Independent retail remains resilient during pandemic

Despite mass store closures across the UK, there were still 31,405 openings of independent shops last year, according to new research by Local Data Company (LDC).

The retail data consultancy said that openings were outweighed by 32,847 closures, resulting in the independent market shrinking by 0.4 per cent at 1,442 shop closures in 2020.

The loss was actually slightly lower than in the previous year, which saw a 0.5 per cent net change and the closure of 1,521 stores.

The improvement demonstrates the resilience of the independent market, with entrepreneurs still able to launch new businesses, despite national restrictions.

The research also found that both independent openings and closures decreased by 11 per cent in 2020, as extended periods of lockdown suppressed market activity.

LDC said that the decrease in closures indicates that government support schemes designed to stem the flow of retail and leisure closures during the pandemic were more effective for the independent sector than chains.

The decline was minimal compared to the chain market which declined by 4.5 per cent in 2020.

Last week another study from LDC and PwC found that in total 17,532 chain stores closed last year, the worst decline on record.

The research found that on average 48 chain stores closed every day, with only 21 opening.

“Whilst the latest statistics do show that structural decline across the retail and leisure market picked up pace in 2020, it is clear that we are not yet seeing the full impact of the pandemic,” said Lucy Stainton, head of retail and strategic partnerships at the Local Data Company. “The number of permanent closures recorded was lower than the previous year as a result of government interventions, yet a significant number of dormant businesses are still ‘temporarily closed’ following the first lockdown.
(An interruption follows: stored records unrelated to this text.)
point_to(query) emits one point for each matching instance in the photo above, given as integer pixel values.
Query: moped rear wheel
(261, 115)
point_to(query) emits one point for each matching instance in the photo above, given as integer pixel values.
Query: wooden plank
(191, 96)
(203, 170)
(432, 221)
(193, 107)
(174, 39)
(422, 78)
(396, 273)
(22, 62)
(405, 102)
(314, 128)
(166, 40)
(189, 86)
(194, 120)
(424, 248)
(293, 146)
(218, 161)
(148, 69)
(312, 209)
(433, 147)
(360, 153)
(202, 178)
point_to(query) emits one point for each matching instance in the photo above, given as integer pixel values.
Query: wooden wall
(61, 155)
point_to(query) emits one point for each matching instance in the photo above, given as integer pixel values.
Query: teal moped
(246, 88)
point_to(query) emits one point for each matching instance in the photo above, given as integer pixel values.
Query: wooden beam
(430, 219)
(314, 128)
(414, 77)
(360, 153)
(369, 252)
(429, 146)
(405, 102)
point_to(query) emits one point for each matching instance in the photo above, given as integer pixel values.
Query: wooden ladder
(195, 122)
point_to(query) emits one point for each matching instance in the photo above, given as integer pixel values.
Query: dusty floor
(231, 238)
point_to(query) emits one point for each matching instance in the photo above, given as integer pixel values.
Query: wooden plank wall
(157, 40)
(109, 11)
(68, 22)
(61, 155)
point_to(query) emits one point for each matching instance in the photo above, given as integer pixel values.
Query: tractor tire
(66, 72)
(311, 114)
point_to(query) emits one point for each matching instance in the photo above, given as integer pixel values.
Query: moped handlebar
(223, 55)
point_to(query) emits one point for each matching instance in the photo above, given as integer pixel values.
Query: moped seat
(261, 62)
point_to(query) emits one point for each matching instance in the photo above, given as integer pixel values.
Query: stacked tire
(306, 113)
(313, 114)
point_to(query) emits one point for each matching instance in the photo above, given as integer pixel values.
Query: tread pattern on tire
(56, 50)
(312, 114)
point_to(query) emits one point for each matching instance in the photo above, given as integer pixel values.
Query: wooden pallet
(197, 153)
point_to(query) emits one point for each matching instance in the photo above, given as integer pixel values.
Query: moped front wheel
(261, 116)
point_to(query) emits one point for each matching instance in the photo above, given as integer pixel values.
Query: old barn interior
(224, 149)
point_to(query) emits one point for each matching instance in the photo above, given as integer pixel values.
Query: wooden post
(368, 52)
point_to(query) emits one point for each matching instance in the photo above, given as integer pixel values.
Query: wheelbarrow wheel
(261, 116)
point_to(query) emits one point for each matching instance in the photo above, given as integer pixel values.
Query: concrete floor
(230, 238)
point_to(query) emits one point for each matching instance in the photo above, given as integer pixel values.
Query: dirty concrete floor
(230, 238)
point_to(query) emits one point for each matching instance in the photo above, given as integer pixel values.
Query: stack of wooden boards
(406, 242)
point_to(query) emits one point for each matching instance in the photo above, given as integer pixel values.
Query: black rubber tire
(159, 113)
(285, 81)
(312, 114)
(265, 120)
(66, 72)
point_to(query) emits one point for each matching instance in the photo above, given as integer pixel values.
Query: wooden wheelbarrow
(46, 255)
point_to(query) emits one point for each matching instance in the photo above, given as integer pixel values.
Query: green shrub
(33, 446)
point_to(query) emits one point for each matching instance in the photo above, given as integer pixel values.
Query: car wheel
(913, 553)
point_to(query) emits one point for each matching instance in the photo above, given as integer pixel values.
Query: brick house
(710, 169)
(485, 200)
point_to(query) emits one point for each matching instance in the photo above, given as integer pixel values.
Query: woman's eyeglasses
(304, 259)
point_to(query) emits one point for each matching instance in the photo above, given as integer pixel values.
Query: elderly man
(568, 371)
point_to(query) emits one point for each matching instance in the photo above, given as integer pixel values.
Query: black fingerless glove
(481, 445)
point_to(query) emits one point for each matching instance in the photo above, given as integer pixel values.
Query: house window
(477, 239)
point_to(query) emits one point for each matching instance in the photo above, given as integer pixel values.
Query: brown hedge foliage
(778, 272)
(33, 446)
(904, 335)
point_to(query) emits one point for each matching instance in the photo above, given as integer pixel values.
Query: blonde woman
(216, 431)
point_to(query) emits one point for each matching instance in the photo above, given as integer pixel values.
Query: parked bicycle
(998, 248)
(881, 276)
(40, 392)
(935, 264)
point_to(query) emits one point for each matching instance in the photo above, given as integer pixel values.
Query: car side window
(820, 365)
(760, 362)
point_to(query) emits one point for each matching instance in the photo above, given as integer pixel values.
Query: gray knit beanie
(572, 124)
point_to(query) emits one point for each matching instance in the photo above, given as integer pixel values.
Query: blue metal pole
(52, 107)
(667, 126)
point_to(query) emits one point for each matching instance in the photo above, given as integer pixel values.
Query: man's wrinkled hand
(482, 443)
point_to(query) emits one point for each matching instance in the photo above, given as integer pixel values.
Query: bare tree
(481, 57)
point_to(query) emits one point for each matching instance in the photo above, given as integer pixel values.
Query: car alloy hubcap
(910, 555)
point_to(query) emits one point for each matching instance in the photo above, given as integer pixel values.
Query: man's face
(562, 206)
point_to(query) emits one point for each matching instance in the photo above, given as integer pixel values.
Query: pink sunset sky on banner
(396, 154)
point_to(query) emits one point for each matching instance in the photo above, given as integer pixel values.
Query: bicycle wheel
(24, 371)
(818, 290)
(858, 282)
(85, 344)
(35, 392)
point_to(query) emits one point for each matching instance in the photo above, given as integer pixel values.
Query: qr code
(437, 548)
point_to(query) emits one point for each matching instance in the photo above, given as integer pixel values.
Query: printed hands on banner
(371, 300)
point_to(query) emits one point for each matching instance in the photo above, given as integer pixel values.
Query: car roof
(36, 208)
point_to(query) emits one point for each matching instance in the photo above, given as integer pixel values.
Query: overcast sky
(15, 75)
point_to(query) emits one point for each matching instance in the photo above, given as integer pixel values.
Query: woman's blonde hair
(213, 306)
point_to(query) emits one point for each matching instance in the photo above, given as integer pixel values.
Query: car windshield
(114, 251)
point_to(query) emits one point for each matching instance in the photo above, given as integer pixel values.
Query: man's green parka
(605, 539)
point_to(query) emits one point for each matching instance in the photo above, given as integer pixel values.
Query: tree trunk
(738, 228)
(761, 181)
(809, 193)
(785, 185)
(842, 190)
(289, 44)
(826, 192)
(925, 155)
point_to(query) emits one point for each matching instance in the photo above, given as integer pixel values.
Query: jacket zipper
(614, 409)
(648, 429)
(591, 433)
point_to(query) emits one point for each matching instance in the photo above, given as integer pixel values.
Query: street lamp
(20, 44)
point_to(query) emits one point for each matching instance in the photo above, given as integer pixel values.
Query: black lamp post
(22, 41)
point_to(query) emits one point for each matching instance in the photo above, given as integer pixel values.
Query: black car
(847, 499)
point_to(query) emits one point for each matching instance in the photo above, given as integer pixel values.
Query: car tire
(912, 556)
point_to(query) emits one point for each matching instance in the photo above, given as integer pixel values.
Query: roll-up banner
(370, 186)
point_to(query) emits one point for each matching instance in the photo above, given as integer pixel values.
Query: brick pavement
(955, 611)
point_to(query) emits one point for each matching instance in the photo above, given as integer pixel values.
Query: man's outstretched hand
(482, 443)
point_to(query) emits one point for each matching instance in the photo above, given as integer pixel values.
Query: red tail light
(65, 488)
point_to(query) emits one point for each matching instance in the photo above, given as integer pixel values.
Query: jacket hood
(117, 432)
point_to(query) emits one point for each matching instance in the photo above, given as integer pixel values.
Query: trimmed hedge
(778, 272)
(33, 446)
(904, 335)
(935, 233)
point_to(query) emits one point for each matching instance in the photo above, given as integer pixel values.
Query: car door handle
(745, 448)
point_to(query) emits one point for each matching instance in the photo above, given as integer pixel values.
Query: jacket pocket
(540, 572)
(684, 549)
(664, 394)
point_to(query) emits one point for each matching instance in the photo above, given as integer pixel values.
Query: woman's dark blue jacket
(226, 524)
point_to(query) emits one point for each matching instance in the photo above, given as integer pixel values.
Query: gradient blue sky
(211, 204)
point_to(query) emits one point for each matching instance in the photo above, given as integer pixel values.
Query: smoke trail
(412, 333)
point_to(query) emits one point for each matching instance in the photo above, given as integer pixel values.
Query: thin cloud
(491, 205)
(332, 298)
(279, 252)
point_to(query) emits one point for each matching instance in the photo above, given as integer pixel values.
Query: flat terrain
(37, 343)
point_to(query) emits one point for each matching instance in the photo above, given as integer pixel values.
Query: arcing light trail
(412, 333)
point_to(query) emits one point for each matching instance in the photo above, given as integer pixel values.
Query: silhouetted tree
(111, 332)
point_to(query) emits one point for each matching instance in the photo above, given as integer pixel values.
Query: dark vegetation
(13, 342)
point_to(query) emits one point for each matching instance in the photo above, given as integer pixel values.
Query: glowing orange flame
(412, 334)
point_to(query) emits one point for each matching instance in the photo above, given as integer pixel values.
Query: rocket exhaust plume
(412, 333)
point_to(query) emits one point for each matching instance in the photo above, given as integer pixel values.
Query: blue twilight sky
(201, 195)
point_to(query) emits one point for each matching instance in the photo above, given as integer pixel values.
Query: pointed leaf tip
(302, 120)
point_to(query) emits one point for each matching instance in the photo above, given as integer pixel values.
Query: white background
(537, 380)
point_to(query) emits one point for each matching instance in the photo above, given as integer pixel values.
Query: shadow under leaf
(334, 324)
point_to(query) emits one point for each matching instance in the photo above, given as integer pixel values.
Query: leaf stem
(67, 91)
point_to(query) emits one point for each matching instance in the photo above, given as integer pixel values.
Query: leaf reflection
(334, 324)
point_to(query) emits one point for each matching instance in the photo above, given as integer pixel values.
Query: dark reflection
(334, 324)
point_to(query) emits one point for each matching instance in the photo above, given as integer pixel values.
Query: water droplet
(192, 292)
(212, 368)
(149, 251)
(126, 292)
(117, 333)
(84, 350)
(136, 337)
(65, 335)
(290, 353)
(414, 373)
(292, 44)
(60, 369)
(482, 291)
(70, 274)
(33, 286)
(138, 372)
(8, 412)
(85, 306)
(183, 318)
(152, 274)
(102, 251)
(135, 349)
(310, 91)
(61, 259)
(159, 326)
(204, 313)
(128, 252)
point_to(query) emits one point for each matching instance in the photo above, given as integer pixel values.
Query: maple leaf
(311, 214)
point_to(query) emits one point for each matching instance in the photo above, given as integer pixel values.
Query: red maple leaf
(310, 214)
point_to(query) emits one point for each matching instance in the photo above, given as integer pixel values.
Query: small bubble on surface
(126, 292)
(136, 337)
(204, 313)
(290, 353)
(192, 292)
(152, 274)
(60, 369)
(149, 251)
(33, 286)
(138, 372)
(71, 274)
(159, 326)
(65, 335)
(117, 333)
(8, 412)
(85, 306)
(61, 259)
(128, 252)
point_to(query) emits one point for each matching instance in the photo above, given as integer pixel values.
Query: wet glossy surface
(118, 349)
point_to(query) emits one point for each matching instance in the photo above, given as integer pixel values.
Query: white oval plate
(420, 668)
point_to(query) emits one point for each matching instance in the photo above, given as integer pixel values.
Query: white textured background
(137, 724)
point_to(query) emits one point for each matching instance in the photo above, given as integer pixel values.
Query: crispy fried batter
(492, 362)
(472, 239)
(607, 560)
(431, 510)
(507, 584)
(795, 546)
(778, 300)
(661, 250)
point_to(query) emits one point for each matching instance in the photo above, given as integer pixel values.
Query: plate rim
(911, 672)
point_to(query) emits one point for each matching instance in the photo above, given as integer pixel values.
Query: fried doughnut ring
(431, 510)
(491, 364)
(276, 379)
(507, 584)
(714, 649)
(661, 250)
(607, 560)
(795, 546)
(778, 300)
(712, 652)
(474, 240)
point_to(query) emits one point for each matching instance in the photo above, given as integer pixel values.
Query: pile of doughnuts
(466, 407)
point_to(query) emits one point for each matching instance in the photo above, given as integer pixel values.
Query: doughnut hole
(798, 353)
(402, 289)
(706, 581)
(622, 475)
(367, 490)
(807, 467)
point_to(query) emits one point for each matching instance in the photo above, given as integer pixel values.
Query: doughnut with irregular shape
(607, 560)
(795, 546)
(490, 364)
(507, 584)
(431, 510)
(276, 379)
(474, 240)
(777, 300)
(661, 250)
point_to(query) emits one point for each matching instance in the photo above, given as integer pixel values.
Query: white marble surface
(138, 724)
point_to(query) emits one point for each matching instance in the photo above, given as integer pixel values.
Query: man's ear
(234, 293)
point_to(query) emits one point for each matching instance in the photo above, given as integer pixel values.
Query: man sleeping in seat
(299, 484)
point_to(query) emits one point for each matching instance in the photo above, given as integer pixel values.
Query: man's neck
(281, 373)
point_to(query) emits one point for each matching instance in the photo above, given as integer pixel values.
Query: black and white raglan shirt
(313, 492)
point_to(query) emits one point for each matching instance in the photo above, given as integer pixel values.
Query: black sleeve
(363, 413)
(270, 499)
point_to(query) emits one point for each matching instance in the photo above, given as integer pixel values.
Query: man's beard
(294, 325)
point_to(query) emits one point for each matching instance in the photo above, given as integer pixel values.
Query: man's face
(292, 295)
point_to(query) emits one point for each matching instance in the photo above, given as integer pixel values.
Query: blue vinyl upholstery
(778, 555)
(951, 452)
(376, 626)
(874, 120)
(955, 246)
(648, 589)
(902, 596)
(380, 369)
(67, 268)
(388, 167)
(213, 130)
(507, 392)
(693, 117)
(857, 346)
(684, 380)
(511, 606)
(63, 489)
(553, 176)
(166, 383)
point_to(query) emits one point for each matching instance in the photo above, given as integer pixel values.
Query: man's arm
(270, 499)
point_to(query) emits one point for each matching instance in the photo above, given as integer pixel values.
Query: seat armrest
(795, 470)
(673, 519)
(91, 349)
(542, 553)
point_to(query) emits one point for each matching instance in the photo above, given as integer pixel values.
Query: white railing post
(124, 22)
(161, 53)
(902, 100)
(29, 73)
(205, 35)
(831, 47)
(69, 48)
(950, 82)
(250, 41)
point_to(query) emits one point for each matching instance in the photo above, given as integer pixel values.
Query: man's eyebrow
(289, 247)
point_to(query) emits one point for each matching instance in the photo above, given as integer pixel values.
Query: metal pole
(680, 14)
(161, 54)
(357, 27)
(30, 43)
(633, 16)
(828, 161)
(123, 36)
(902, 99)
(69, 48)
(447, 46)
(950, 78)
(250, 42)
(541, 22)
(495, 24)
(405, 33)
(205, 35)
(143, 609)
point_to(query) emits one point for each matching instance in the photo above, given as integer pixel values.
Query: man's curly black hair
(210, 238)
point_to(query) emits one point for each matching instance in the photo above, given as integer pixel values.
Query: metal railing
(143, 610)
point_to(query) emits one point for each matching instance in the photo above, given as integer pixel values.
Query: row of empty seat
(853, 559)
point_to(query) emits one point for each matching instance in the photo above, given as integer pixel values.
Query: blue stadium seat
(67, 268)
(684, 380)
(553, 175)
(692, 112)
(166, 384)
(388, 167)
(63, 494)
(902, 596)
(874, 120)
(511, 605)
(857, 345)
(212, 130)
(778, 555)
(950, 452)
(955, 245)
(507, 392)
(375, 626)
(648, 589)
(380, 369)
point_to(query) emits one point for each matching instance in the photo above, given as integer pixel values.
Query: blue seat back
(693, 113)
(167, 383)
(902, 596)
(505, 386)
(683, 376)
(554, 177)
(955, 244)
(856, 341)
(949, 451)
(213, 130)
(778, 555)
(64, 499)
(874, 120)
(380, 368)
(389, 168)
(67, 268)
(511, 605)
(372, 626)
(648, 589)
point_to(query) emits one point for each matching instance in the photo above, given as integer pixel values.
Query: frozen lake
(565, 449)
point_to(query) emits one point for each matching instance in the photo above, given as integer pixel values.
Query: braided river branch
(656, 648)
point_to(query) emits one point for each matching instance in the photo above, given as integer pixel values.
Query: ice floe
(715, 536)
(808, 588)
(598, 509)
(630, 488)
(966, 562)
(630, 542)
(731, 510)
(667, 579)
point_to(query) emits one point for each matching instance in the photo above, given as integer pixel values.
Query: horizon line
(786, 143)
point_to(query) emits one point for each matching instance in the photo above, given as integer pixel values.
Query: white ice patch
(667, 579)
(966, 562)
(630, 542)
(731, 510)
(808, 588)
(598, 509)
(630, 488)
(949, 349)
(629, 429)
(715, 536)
It remains to be seen if these will re-open at all once restrictions are lifted.”

But she said that the volume of activity seen across the independent sector could be cause for optimism, as an increase in available retail units and more localised shopping habits create opportunities for those looking to open a business.

“This could mark a first step towards more diverse and resilient high streets across the country,” she added.

But further analysis that looks at how many independent stores opened in 2018 were still operational on 1st March 2021 demonstrates the fragility of the market, with only 64 per cent of those businesses still open.

The percentage of independent units that were able to survive for the two-year period also varies by region from as low as 54 per cent in the North East, to 72 per cent in the East of England with 84 per cent of independents in the city of Cambridge able to survive the course.